Israeli government has pledged to address the demands of a protest movement that has tapped a wellspring of public discontent about the cost of living and income disparity.
A day after nationwide protests that some newspapers said were the largest ever seen in Israel over social issues, Prime Minister Benjamin Netanyahu on Sunday pledged to establish a task force to examine economic reforms and hear the demands of the protesters.
But demonstrators quickly rejected the measures as superficial and vowed to continue their protest, with many planning to observe a one-day strike on Monday.
"This is a manipulative manoeuvre on the part of the prime minister," protest organiser Daphni Leef said on Israeli television.
"We go into the street to bring about a change in the system and he is content to set up a commission searching for way to not take responsibility."
Netanyahu said he understood the "genuine hardship" faced by many Israelis, but also warned against "hasty" measures he said could throw the country into an economic crisis.
As he met with his cabinet, thousands of doctors protested outside the parliament, raising pressure on the government to find a way to halt rising costs of everything from cheese to gasoline.
Netanyahu said he would name "a team of ministers who will set up a round-table discussion with representatives of various sectors to allow them to share their concerns."
He said the team would be charged with creating a "practical plan" to address the protesters concerns.
The protests looked likely to ramp up on Monday, when Israel's local authorities employees and thousands of other workers are expected to hold a one-day strike.
Activists were also reportedly gathering support for another protest - a mass withdrawal of cash from banks on August 8 to protest against high banking and credit card fees.

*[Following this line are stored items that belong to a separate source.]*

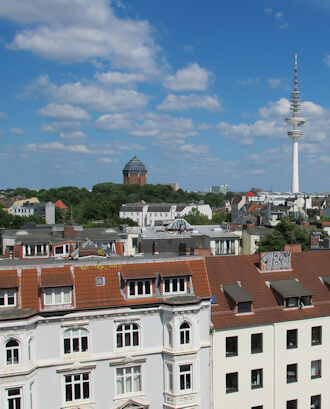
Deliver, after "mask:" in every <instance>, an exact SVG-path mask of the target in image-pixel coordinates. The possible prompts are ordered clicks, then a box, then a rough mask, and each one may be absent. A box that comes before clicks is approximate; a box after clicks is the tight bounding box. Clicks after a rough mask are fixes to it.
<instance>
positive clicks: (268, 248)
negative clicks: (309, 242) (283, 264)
mask: <svg viewBox="0 0 330 409" xmlns="http://www.w3.org/2000/svg"><path fill="white" fill-rule="evenodd" d="M274 230H275V231H274V233H272V234H266V236H265V237H264V238H263V239H262V240H260V241H259V243H258V244H257V246H258V252H259V253H260V252H263V251H283V249H284V246H285V245H286V244H301V249H302V250H303V251H307V250H308V248H309V235H308V233H307V231H306V230H305V229H304V228H303V227H301V226H299V225H298V224H296V223H289V222H288V221H286V220H282V221H281V223H279V224H278V225H277V226H276V227H275V228H274Z"/></svg>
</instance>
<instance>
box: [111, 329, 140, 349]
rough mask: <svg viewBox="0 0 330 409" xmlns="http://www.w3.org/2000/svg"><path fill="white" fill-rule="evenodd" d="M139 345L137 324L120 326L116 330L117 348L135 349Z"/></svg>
mask: <svg viewBox="0 0 330 409" xmlns="http://www.w3.org/2000/svg"><path fill="white" fill-rule="evenodd" d="M139 344H140V329H139V326H138V325H137V324H122V325H119V327H118V328H117V348H124V347H136V346H139Z"/></svg>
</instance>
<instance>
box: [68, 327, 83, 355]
mask: <svg viewBox="0 0 330 409" xmlns="http://www.w3.org/2000/svg"><path fill="white" fill-rule="evenodd" d="M63 341H64V353H65V354H73V353H77V352H86V351H87V350H88V331H87V330H86V329H84V328H80V329H68V330H66V331H65V332H64V335H63Z"/></svg>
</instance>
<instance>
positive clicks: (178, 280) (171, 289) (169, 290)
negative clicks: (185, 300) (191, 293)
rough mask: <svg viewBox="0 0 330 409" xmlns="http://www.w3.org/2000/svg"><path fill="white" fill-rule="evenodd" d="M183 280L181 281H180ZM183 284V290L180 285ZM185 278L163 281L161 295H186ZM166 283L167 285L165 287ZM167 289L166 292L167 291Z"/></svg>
mask: <svg viewBox="0 0 330 409" xmlns="http://www.w3.org/2000/svg"><path fill="white" fill-rule="evenodd" d="M182 280H183V281H182ZM182 282H183V290H181V283H182ZM187 282H188V280H187V277H172V278H166V277H165V278H164V279H163V294H165V295H167V294H186V293H187ZM167 283H168V285H167ZM167 287H168V290H167Z"/></svg>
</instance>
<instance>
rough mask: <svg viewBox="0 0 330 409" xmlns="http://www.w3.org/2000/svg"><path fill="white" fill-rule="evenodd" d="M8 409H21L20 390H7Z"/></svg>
mask: <svg viewBox="0 0 330 409" xmlns="http://www.w3.org/2000/svg"><path fill="white" fill-rule="evenodd" d="M7 393H8V409H21V407H22V389H21V388H15V389H8V390H7Z"/></svg>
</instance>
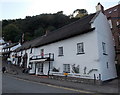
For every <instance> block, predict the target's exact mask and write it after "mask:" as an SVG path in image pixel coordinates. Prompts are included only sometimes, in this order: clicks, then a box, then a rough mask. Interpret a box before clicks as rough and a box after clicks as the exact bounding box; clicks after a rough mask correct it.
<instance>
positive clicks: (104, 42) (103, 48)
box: [102, 42, 108, 55]
mask: <svg viewBox="0 0 120 95" xmlns="http://www.w3.org/2000/svg"><path fill="white" fill-rule="evenodd" d="M102 51H103V55H108V54H107V47H106V43H105V42H102Z"/></svg>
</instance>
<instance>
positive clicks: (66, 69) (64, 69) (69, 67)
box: [63, 64, 70, 73]
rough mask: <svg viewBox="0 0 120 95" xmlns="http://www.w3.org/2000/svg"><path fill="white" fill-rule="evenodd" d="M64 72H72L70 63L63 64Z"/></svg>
mask: <svg viewBox="0 0 120 95" xmlns="http://www.w3.org/2000/svg"><path fill="white" fill-rule="evenodd" d="M63 72H64V73H70V64H63Z"/></svg>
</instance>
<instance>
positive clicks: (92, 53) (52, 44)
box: [18, 12, 117, 81]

In a possible sign of the toll the unrest could take on the government, Finance Ministry Director General Haim Shani submitted his resignation, Ynet reported on Sunday.
In a letter addressed to Finance Minister Yuval Steinitz, Shani said his decision followed "a long-time fundamental difference of opinion and manner of daily work patterns," the website said.
"Recent events illustrate the problems I have outlined and support my view that under the current circumstances I cannot fulfil my role as finance ministry director as I see fit," it quoted him as saying.
The demonstrations are the largest over social issues seen in Israel since the early 1970s when thousands of people, led by a group called the Black Panthers, took to the streets to rally against racial discrimination suffered by Mizrahi Jews of Middle Eastern descent.
The upheaval began earlier this summer as Israelis launched a successful boycott of their much-loved cottage cheese in response to the rising cost of the local staple.
Then in mid-July, a small group of mostly young protesters began setting up a tent city in the middle of Tel Aviv to illustrate their inability to afford housing in the coastal city.
Their action quickly gathered steam, with similar tent camps popping up in other cities and different sectors of society emerging to share their economic discontent.
They argue that Israel's positive economic growth has not trickled down and that even low unemployment levels mask a cost of living that is too high for most Israelis.